Israel has been without a governor for the Bank of Israel for 108 days, but will have to wait a few more days before a candidate is announced.

Prime Minister Binyamin Netanyahu and Finance Minister Yair Lapid met for two hours on Wednesday evening but were still undecided on the identity of the next governor.

A joint statement published after the meeting said that the two discussed “several issues.” The statement added that Netanyahu and Lapid “agreed to announce the identity of the new Bank of Israel Governor by Sunday.”

Professor Stanley Fischer stepped down from his position as Bank of Israel Governor at the end of June and, since then, Netanyahu and Lapid have had a host of problems naming a replacement.

The position was originally offered to Professor Jacob Frenkel, who previously served two terms as the Governor of the Bank of Israel between 1991 and 2000. Frenkel, however, withdrew his candidacy because of allegations that he shoplifted an item in Hong Kong several years ago.

Netanyahu and Lapid then offered the position to Professor Leo Leiderman but he, too, withdrew his candidacy for the position.

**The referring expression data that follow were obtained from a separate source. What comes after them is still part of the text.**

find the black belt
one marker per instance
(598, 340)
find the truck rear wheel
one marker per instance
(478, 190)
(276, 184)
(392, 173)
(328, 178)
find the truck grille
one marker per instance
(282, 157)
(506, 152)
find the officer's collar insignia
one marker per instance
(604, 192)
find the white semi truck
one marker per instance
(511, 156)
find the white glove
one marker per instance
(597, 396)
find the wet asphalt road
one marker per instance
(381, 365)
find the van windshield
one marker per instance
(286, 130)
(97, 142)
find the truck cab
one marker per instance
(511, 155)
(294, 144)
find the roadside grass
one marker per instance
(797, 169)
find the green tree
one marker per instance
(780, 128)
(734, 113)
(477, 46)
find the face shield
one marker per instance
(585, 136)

Some reports suggested that Leiderman’s decision to withdraw his candidacy was made after the Turkel Committee, a panel headed by retired Supreme Court Judge Yaakov Turkel and whose task is to approve nominations for public positions, received letters and complaints suggesting that Leiderman had behaved inappropriately when he worked at the German Deutsche Bank.

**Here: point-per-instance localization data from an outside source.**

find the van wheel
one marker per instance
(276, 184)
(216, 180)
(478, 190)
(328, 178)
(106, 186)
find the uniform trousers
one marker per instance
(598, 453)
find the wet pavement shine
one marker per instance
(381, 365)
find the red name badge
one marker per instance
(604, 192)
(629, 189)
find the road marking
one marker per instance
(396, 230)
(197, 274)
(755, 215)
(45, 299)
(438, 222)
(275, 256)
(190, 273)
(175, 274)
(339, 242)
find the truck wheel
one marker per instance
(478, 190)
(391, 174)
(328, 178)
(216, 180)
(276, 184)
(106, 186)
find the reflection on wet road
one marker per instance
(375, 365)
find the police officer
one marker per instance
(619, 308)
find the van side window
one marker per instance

Leiderman, however, told Israeli news websiteThe Post that he was convinced that the Turkel committee would have approved his appointment but that this procedure would have lasted more than two months and he was not willing to go through “the nightmare”, as he put it, that Frenkel had gone through.

The three finalists for the position are now Prof. Mario Blecher, Prof. Zvi Eckstein and Victor Medina.

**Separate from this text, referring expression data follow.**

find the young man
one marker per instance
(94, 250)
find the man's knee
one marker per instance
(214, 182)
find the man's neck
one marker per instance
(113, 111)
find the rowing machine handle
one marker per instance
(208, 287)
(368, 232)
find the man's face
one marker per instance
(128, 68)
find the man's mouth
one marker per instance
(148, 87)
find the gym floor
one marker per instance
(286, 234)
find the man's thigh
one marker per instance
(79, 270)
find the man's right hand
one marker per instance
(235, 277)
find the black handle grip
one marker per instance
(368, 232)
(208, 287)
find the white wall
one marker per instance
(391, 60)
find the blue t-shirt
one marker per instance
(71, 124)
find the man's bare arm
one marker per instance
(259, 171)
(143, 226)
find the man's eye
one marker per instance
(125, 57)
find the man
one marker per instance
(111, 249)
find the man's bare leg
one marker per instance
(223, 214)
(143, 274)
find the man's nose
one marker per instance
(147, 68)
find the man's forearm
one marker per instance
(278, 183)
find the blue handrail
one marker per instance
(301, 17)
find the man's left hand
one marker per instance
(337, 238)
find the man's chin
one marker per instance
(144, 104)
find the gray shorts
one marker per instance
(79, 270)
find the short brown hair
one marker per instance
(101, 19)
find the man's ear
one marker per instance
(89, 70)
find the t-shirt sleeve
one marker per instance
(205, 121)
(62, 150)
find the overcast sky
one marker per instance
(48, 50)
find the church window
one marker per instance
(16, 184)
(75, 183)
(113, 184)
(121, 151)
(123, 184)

Eckstein, 64, holds an economics degree from the Hebrew University in Jerusalem. He previously served as Deputy Governor of the Bank of Israel and now serves as head of the Economics Department at the Interdisciplinary Center in Herzliya. Medina, 74, has an MA in Economics from the Hebrew University. He formerly held a senior position in the Bank of Israel, was Director-General of the Ministry of Finance in the late 1980s and CEO of the Mizrahi Bank. In 2005 he was a candidate for Governor of the Bank of Israel, but ultimately lost to Stanley Fischer.

According to reports, Lapid and Netanyahu are in disagreement between Eckstein and Medina. Netanyahu has expressed his support for Medina, but Lapid is backing Eckstein.